Infosec 2013: Flood of breaches show really bad year for small business security
This was the biggest takeaway from this year's Information Security Breaches Survey, commissioned by the Department for Innovation, Business and Skills and released at this year's Infosecurity conference in Earls Court, London.
The survey said 87 per cent of small businesses had a security breach in the last year, significantly up from 76 per cent a year ago. This almost matched the 93 per cent of large organisations that had a breach.

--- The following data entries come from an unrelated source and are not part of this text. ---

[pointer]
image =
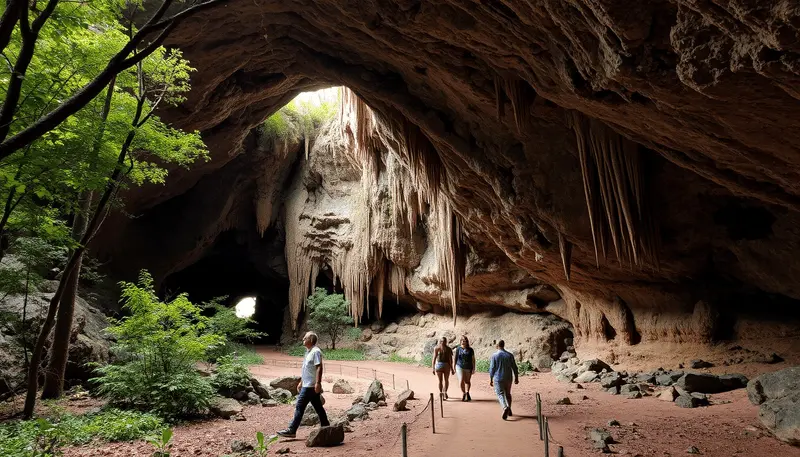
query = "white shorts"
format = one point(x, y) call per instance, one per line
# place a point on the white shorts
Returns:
point(463, 375)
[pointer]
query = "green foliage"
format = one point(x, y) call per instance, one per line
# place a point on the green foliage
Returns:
point(354, 333)
point(158, 347)
point(329, 314)
point(26, 438)
point(262, 446)
point(301, 117)
point(394, 357)
point(232, 374)
point(329, 354)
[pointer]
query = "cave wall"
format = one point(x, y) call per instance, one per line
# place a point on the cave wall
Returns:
point(706, 89)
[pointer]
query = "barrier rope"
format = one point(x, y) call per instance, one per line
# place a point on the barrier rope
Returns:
point(428, 404)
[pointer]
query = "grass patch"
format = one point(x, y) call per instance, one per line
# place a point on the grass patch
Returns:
point(329, 354)
point(394, 357)
point(23, 438)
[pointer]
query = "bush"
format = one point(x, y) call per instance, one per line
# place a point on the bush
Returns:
point(329, 314)
point(331, 354)
point(18, 439)
point(232, 374)
point(157, 348)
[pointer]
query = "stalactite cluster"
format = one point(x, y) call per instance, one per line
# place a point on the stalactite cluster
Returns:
point(412, 174)
point(615, 194)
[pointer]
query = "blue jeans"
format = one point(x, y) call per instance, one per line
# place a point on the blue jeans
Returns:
point(503, 391)
point(306, 396)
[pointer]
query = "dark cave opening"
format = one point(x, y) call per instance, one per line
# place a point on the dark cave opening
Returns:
point(228, 270)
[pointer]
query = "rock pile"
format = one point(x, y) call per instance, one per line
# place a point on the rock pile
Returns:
point(686, 389)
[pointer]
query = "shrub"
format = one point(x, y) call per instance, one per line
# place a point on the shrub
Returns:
point(231, 375)
point(329, 314)
point(26, 438)
point(157, 348)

Security breaches reached their highest ever levels compared with previous years of the survey, costing UK companies billions of pounds per year. The costs of these breaches varied widely, with some individual intrusions costing over £1 million.
"Small businesses are really in the crosshairs, much more than they have ever been before," said Andrew Miller, director at PricewaterhouseCoopers, which commissioned the survey.
"The number of attacks they face is up massively. It's a rising trend, and over the last few years the small business communities are in the forefront of a lot of changes."
The survey said attacks by outsiders were increasing, with the average large business suffering an attack every few days. However, the insider threat was still significant, with 36 per cent of the worst breaches due to human error.
Businesses were prioritising security, but this wasn't translating into effective security. The survey said 42 per cent of large organisations were not providing on-going security awareness training for staff. Businesses were even getting basic issues wrong, such as patch management.
Miller added, "The security industry needs to prove to management exactly what value they are getting for the controls they are putting in place."
"We're not quite getting the basics right. There are an awful lot of simple steps which we as organisations aren't doing. There's an awfully long road to go just in doing the simple things, let alone in some of the more complex and interesting areas."